Everybody should take an Astronomy course at some point in their lives. My professor told us this on the first day of class and, after having sat through 40 of his lectures, I could not agree more.
I grew up in Guaynabo, Puerto Rico. I attended the same school and lived in the same house for my entire life, up until moving to mainland USA to attend the University of Iowa. Because of my background, I struggled to relate to people in Iowa City when I first arrived. A sense of ‘otherness’ nagged at me from the back of my mind. Even though people were overall good and kind, I kept coming back to thoughts about living in Trump’s America.
I convinced myself that I had to keep my guard up – to keep a safe distance between myself and others.
I’m sure almost everyone knows about General Education Requirements. Being an English and Creative Writing major, I needed to take a Natural Science with a Lab in order to complete mine. I wasn’t about to take any Chemistry or Biology; that was all the stuff I was forced to go through in high school already. So, I decided to take a class called Stars, Galaxies and the Universe, or, more formally, Modern Astronomy.
The professor for this class was the most likable guy on the planet. He explained things extremely well, made jokes often and you could tell that he knew what he was talking about. He doesn’t know it, but through this class he changed everything about the way I viewed life.
My parents kept me in a religious school for my entire life and so everything that I was learning, from science to art, was filtered in some way or another. No hearing about sex, evolution, non-Christian music, nothing. I would get put down by adults often for showing curiosity regarding these things. Going into college, I really wanted to take advantage of the access to knowledge and independence that the experience offered to me. I set out to learn about things greater than myself and take classes that really felt meaningful to me, like this one.
One of the first things that hit me during these Astronomy lectures was just how much I didn’t know. A whole universe exists out there just waiting to be explored. Quarks, pulsars, quasars… so many words that didn’t possess any concrete meaning before entering that classroom revealed themselves to me, like distant stars twinkling in the night sky.
I also had never fully grasped scale before this experience. Specifically, the teeny tiny scale at which we humans exist compared to everything else out there. I’ll never forget the day that the professor showed us “What a Billion Dots Looks Like”. The point of the video was to show that if you put 50,000 dots on a computer screen at a time, it would take over 2 hours to scroll enough times to have seen a billion dots. He used this to give us perspective when he told us that there were about 100 billion galaxies in the observable universe and about 200 billion stars in the Milky Way galaxy alone. That is a ridiculous amount of scrolling. Hearing about all of this, every problem I’d ever had began to feel very small – and I mean that in the best way.
But the most important thing I took away from that class was a feeling of unity, of connection to the rest of humanity. For the first time, I stopped feeling like an “other”, and I started seeing humans for what we really are. We are brothers and sisters, descended from the same bacterium, hurtling through space on this tiny rock that we share, just trying to understand our circumstances and our ultimate fate.

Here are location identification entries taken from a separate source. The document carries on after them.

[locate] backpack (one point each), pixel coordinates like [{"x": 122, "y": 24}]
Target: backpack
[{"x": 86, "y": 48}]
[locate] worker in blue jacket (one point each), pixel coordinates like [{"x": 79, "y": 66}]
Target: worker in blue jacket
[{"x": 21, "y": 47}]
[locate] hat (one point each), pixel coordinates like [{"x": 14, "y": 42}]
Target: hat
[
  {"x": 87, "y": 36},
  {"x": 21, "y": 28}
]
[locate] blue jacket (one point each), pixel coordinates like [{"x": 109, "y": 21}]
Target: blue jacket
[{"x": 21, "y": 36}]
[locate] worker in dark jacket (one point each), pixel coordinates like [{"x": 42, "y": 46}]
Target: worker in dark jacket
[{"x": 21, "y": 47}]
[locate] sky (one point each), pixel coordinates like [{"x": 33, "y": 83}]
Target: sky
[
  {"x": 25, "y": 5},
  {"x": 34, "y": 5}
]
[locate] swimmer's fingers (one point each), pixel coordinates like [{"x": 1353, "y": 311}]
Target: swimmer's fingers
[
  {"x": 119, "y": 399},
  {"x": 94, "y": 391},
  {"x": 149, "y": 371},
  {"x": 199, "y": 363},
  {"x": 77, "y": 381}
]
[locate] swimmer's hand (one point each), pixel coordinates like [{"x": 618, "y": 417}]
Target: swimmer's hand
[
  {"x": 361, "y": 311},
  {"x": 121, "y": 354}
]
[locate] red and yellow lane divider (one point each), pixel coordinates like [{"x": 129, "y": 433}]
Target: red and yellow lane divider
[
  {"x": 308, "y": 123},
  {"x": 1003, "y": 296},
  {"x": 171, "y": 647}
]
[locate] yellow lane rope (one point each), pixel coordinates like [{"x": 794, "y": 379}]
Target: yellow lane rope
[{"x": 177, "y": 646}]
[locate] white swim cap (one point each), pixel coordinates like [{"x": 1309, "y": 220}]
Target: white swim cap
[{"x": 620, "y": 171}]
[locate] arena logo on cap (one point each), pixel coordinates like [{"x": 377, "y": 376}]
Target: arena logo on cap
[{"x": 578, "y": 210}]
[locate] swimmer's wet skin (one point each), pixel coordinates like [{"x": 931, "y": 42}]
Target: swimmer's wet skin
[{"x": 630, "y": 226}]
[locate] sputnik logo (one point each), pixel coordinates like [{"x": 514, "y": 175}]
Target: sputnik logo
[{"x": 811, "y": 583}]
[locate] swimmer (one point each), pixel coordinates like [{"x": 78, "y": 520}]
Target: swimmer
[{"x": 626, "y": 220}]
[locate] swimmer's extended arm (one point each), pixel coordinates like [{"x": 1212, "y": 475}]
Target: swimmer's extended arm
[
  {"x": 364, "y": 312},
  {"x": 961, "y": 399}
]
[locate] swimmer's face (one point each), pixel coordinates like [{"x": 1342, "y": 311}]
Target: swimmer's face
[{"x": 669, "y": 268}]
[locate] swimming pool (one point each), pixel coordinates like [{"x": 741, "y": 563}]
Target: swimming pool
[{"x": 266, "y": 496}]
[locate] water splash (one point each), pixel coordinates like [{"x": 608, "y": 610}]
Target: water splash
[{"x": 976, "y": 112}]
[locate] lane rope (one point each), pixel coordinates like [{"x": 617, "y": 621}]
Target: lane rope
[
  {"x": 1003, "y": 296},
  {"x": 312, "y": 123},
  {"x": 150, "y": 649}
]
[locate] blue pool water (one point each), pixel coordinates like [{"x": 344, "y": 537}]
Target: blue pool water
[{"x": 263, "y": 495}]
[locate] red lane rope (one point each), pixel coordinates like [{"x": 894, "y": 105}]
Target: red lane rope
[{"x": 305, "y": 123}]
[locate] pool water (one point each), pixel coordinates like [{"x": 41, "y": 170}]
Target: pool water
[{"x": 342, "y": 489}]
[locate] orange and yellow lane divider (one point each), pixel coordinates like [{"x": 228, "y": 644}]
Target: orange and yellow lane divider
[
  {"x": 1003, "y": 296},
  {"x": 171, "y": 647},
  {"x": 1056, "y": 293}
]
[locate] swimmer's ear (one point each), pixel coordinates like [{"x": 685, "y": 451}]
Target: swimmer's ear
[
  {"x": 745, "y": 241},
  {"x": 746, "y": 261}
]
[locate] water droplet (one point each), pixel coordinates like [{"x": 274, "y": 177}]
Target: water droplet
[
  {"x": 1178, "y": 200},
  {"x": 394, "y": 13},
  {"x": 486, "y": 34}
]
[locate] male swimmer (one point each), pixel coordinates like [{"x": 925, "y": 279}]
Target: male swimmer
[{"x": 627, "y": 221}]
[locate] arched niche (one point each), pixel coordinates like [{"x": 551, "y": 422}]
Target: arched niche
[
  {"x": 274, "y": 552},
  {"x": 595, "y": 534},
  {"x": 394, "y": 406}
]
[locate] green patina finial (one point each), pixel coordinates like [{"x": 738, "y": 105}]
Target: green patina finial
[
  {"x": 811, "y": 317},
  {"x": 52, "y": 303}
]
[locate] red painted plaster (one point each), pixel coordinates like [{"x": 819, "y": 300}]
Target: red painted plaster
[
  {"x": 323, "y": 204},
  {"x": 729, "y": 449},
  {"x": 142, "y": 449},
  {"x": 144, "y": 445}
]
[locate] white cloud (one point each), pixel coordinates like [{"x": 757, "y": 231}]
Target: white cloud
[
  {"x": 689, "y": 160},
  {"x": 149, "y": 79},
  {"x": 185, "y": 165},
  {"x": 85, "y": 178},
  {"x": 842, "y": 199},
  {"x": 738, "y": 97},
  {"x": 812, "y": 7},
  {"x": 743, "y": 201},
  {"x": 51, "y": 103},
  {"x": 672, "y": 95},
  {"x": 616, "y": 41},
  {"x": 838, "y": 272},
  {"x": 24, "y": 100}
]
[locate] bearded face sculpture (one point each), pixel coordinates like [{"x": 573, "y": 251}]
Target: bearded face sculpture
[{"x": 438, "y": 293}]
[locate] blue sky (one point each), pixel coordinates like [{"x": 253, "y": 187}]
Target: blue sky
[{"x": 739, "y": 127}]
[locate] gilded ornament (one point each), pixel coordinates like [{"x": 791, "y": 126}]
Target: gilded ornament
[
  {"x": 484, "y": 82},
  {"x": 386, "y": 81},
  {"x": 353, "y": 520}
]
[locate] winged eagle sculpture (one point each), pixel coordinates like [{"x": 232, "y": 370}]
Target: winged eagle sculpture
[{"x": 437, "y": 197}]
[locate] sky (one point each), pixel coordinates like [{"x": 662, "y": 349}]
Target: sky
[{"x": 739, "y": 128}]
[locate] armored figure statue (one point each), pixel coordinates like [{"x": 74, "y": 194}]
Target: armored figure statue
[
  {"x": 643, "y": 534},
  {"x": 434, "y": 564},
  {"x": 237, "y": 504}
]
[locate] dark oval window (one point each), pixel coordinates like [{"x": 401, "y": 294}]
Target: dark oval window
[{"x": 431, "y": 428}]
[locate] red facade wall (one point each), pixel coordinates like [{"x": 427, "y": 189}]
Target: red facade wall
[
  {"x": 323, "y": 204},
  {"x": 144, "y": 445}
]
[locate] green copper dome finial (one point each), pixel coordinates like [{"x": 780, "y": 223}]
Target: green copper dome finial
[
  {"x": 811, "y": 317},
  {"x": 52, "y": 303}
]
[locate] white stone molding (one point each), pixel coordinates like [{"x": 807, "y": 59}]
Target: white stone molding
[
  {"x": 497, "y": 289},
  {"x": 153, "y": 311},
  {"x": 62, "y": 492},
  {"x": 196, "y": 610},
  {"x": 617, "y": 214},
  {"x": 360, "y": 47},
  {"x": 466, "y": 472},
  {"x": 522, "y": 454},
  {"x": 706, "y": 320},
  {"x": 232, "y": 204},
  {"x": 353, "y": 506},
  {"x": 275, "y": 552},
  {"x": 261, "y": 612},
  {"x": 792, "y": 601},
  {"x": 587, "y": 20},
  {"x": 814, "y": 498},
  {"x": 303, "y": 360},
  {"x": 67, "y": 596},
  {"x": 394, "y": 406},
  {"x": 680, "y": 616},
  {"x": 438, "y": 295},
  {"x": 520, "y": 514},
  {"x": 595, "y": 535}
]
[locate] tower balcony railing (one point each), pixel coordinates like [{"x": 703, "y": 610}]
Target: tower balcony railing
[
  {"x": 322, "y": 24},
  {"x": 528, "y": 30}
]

My professor told us, “we are all made of stardust,” and I will never forget it. He explained to us that the elements that run through all of our veins could only come from fusion within the cores of these flaming behemoths. Then they are scattered across planets and galaxies via supernovae, eventually creating us. Mind blowing stuff, huh?
What this means to me is that race doesn’t matter. Sex and gender don’t matter. There doesn’t need to be competition or animosity between us, as I once believed. We are all fundamentally the same. All that matters is for us to love and support each other throughout this shared journey.
You don’t need to take away the exact same things as me, but if you’re looking for a cool elective or gen-ed fulfilling course that will broaden your horizons and expand your point-of-view, I would strongly encourage you to give some Astronomy class a chance. I promise, you will not regret it.
Okay, unless you fail the lab section.